What should I buy?
For meIf you are a collector already you probably already have an idea of what you want. Our catalogue may not match your idea of classification but don't worry: you can use the Search feature to look for any string or the Register option to be updated automatically on any item which may be of interest.
As a would-be collector, there are endless articles in the press about what is collectable and what is not. Forget all of them. Unless you are looking to buy something and sell it quickly, you are going to have to live with it so buy something you can take pleasure in rather than something which will realise a quick profit. What that item is, will depend very much on you. Ignoring the person who wants to play with hickories for a moment, if you are an expatriate Scot or someone with Scottish roots, collecting from a particular town is a reasonable approach. This can be tough if you come from East Kilbride, Livingston or Cumbernauld but there are plenty of places with strong clubmaking roots: St Andrews , Montrose , Carnoustie , Glasgow etc.
Perhaps you have a family name related to clubmaking, Simpson, McEwan or Morris or an ancestor involved in the business? If you can't find what you want, again you can register for email updates. What you collect will also depend on where you are going to display your collection. I live in an old house with much wood around so much of my displayed collection is socket head drivers , brassies and spoons , not the most valuable, but the most displayable items for the location. A more modern setting might benefit more from approach irons or long irons .
OK, what is going to be a good investment? Everyone asks the question. You are unlikely to lose out on a long-nose with provenance which explains why we offer these so rarely! Any scareneck club, particularly those with transitional shape is a reasonable bet as are smooth-faced irons . If you are going for specific clubmakers, there are some whose qualities have been, to date, somewhat ignored behind Robert Forgan, Tom Morris, John Jackson, Willie Park Tom Stewart and Robert Condie
In this category, I would suggest Paxton and Auchterlonie with impeccable pedigrees, Patrick clubs and Brand with his early irons from Carnoustie, a great clubmaking centre. Completely without scientific basis, and only gradual auction evidence, my own favourite is later (usually 1920s) wooden putters . These tend to be so well made, often by the most fashionable makers that, eventually, quality will determine the market. Golf balls have reached staggering prices lately: mesh balls still offer good value.
On the memorabilia side, again the advice is go for what you like. If it is an item you can put in a drawer and forget about, that's probably what you will do. Your children may benefit but, likely as not, they will chuck the old rubbish in the bin when you turn up your toes. Choose something you want to look at or which will prove useful for saving paperclips, the impetus behind many of the desktop items. Never buy a picture just as an investment: buy something you enjoy looking at. What is overrated at the moment?

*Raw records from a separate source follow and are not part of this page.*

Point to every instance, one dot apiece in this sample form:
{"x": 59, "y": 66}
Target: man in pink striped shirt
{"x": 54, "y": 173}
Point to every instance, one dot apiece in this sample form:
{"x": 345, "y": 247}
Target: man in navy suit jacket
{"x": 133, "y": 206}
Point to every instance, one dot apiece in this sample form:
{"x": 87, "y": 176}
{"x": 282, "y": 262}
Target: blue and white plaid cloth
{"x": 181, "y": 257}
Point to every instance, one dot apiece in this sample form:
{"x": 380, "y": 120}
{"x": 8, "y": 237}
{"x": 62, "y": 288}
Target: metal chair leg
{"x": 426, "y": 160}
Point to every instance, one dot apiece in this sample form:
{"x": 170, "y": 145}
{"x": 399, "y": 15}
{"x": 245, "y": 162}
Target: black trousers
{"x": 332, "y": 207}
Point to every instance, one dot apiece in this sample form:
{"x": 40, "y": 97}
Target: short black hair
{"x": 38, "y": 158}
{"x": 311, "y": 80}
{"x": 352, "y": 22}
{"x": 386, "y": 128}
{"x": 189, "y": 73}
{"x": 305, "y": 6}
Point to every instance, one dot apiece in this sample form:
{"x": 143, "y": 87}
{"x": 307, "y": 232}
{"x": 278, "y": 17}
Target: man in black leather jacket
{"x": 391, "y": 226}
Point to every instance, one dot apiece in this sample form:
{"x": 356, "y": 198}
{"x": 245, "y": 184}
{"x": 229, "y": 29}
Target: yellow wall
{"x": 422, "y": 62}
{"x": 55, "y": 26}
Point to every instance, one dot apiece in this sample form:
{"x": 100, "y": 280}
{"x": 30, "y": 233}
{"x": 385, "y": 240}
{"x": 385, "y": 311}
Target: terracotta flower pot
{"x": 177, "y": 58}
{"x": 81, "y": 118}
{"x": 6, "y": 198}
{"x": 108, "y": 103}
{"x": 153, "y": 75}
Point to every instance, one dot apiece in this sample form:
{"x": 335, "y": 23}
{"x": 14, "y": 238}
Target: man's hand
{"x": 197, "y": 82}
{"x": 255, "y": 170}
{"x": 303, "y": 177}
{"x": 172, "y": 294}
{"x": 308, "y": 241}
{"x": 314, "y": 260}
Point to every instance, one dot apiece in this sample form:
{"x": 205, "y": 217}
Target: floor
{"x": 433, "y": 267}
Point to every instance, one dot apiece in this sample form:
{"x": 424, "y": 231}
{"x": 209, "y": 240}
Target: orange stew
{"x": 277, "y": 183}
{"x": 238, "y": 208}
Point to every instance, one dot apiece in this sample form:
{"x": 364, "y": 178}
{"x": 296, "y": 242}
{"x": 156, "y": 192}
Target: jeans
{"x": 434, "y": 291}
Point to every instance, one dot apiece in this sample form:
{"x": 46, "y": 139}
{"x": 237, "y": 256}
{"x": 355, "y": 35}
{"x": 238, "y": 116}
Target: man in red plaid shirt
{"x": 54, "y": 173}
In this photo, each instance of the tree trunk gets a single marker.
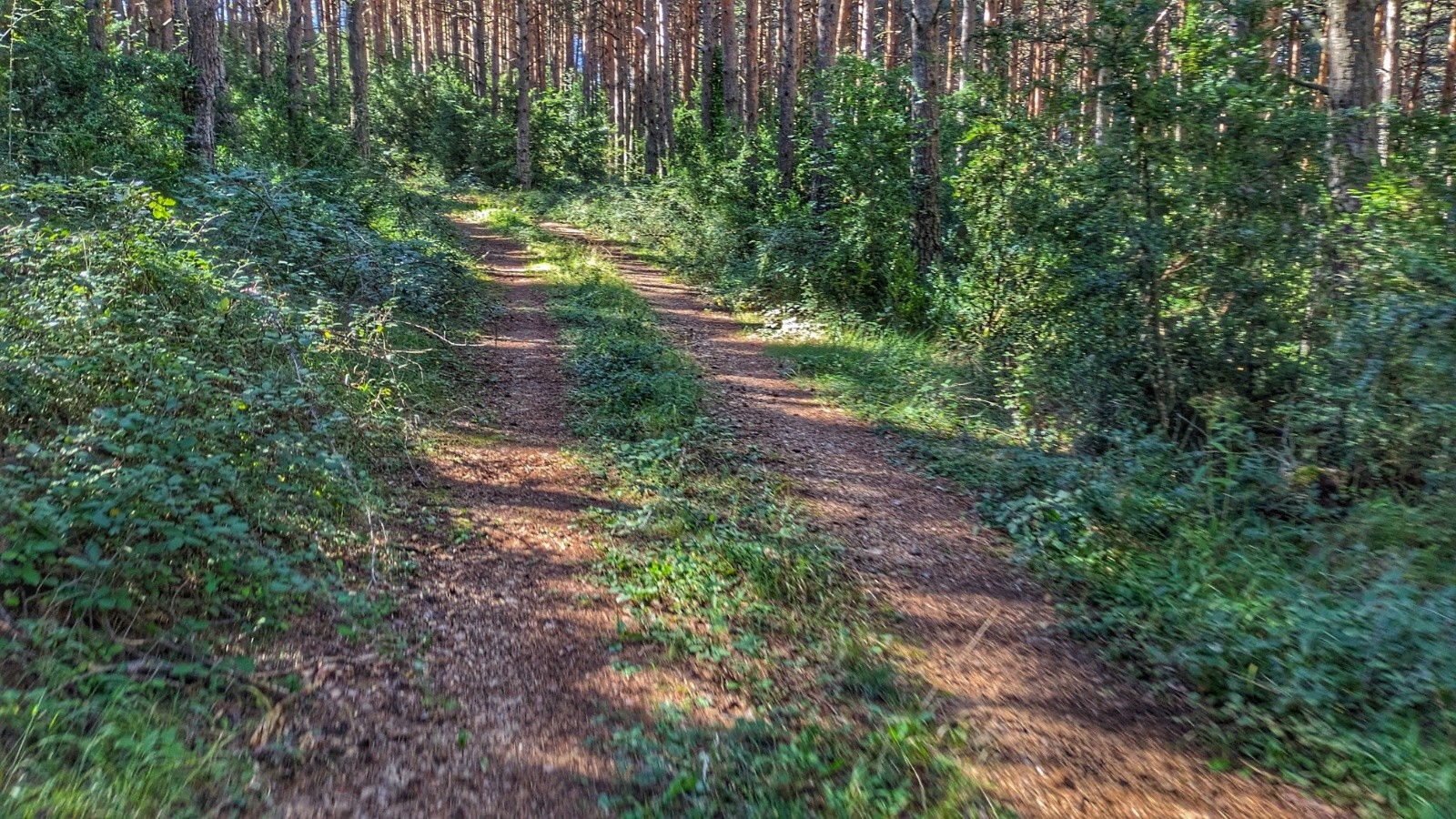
(359, 75)
(160, 33)
(866, 28)
(1390, 73)
(788, 87)
(1353, 57)
(206, 57)
(967, 43)
(95, 24)
(1449, 85)
(523, 98)
(925, 150)
(705, 69)
(293, 65)
(728, 31)
(823, 58)
(750, 67)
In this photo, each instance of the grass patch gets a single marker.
(1312, 639)
(198, 394)
(715, 566)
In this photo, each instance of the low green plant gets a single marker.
(713, 566)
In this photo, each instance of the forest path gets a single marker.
(1067, 734)
(494, 716)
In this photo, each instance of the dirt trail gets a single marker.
(499, 720)
(1067, 733)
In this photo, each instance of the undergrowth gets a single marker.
(715, 567)
(196, 390)
(1305, 601)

Probably sabbath clubs but if that is what you have room to display, or your particular interest who am I to knock it? Collections of signature balls tend to be offered at way over the price at which any sensible collector could build a display from individual items.
As a giftYou may be looking for a gift. If you don't have a collector with a particular interest, Drivers and putters are usually the best options. If you are looking for a one-off gift, a brass putter is a good option. They display very well and are a little bit unusual.
Many clubs, in Scotland at least, have gone to old putters to create a club prizes. This rather ignores both the aesthetic and historic appeal of approach irons , particularly spade mashies and niblicks which make great wall-hangers. Again, as a purely personal preference, I would welcome a brassie as a prize, a wooden club with a brass sole plate: old and it looks old.
Of course, memorabilia makes a great present but it usually requires some forethought. You may find an advertisement , book or golf trophy from the year a colleague was born, married, joined the firm or whatever, on the site but, usually, something needs to be looked out. Give us the information from registration and we will do our best. If you have a particular place in mind, perhaps a great grandfather's birthplace or a remembrance of a holiday visit, consider our special sets . A bag, course map, history and clubs from a great Scottish clubmaking centre can make for a happy father's day or a well-satisfied supplier.
PlayingWe usually state whether a hickory-shafted club is playable or not, and if nothing is said you can assume it is safe to play.